Bien choisir son activité selon ses besoins

Bien sûr, votre oncologue et votre enseignant APA sont les plus à même de vous guider dans le choix de votre activité physique. Cependant, voici quelques généralités, si vous avez la possibilité de bénéficier de certaines disciplines spécifiques…

Je veux être moins fatigué

Si votre objectif est de diminuer votre niveau de fatigue, les activités sportives les plus adaptées sont celles d’intensité modérée. On vous recommande tout particulièrement la marche, le vélo ou la natation.

Dans cette perspective, il est recommandé de pratiquer à distance du coucher (en journée ou en tout début de soirée). En effet, les activités physiques intenses à modérées précédant directement le moment de dormir peuvent altérer la qualité de votre sommeil. Juste avant de vous endormir, vous pouvez toutefois opter pour une méthode douce et apaisante, comme le stretching.
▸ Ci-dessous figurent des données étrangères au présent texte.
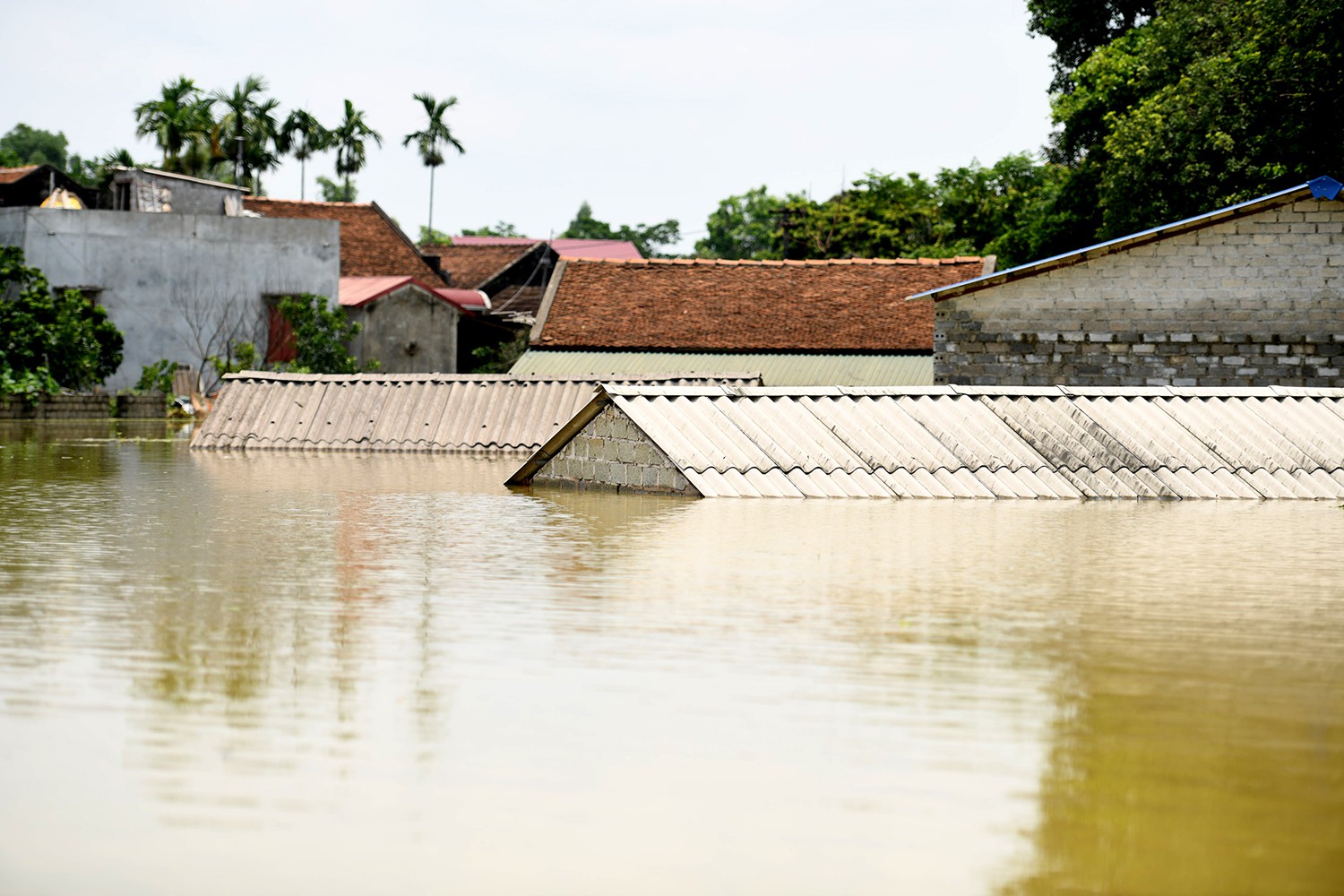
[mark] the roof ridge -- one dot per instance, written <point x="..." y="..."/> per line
<point x="776" y="263"/>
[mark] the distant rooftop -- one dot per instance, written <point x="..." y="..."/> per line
<point x="696" y="306"/>
<point x="618" y="249"/>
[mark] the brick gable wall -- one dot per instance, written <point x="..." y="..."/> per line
<point x="1254" y="301"/>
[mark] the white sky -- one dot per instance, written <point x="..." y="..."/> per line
<point x="645" y="110"/>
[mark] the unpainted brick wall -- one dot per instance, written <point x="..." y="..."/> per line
<point x="1254" y="301"/>
<point x="613" y="452"/>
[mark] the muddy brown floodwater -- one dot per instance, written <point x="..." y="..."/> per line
<point x="279" y="673"/>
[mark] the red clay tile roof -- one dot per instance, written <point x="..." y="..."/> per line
<point x="693" y="306"/>
<point x="11" y="175"/>
<point x="371" y="245"/>
<point x="473" y="266"/>
<point x="516" y="300"/>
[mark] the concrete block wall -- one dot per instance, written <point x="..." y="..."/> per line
<point x="409" y="331"/>
<point x="613" y="452"/>
<point x="1253" y="301"/>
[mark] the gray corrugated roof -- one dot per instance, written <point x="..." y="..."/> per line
<point x="401" y="411"/>
<point x="776" y="370"/>
<point x="980" y="443"/>
<point x="1319" y="188"/>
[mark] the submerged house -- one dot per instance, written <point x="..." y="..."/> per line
<point x="401" y="411"/>
<point x="798" y="323"/>
<point x="951" y="443"/>
<point x="1252" y="295"/>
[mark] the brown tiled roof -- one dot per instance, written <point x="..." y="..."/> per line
<point x="371" y="245"/>
<point x="694" y="306"/>
<point x="473" y="266"/>
<point x="11" y="175"/>
<point x="516" y="300"/>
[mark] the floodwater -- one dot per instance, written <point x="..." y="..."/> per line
<point x="280" y="673"/>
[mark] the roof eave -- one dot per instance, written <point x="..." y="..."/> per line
<point x="1117" y="245"/>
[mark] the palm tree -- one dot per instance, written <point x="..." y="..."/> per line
<point x="253" y="120"/>
<point x="180" y="120"/>
<point x="426" y="142"/>
<point x="303" y="134"/>
<point x="349" y="137"/>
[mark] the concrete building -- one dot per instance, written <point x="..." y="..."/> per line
<point x="148" y="190"/>
<point x="177" y="285"/>
<point x="1245" y="296"/>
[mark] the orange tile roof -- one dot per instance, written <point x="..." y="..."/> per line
<point x="11" y="175"/>
<point x="371" y="245"/>
<point x="473" y="266"/>
<point x="695" y="306"/>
Côtés adaptations, il est important de fractionner ses efforts, de faire des pauses régulières et d’adapter la durée de la pratique à ses capacités.

Je veux garder un corps fort et éviter la perte de muscles

Un peu de renforcement musculaire, via des exercices classiques ou issus de techniques comme le Pilates, permet de stimuler ses muscles sans forcer. Bien sûr, des séries courtes et une progression en douceur sont indispensables ! Mais c’est un excellent moyen de ne pas trop perdre en masse maigre, et donc de mieux récupérer (tout en étant en meilleure forme pendant ses traitements).

Je veux être moins stressé et/ou anxieux

Qui dit cancer dit stress. Heureusement, là aussi, il existe des sports adaptés : Yoga, Taï-chi-chuan, Qi Gong… Des approches holistiques qui mêlent mouvement, concentration et méditation. Avec des durées adaptées et en gardant uniquement les postures et positions confortables, vous vous sentirez mieux. Il ne faudra pas chercher à enchaîner les exercices rapidement, mais plutôt à suivre un flow lent et relaxant.

Je veux entretenir ma mobilité

Les étirements et la gym douce, associés à de la proprioception, permettent de rester mobile. La maladie et son inconfort peuvent en effet causer des contractures et raideurs, qui peuvent être apaisées par une pratique adaptée de ce type d’exercices. Attention toutefois sur le stretching à ne pas forcer sur les amplitudes !

Y a-t-il des contre-indications aux APA en cas de cancer ?

Toute personne atteinte d’un cancer nécessite un avis médical avant de poursuivre ou d’initier une activité physique. Parmi les signes inquiétants à discuter particulièrement, il y a : l’anémie sévère, la fièvre, la présence d’une infection, les douleurs thoraciques, l’essoufflement important, la thrombocytopénie marquée, ou le risque accru de fractures lié à des métastases osseuses. Toutefois, la grande majorité des patients peut bouger et en tirer un bénéfice réel.

Dans tous les cas, l’avis de votre médecin cancérologue est primordial !

L’Activité Physique Adaptée n’efface pas la maladie. Mais elle procure du bien-être physique et mental, à une période où tout est bouleversé. Avancer petit-à-petit, accepter les jours plus difficiles, affronter les effets de la maladie : Le sport peut être un véritable allié dans ce sens.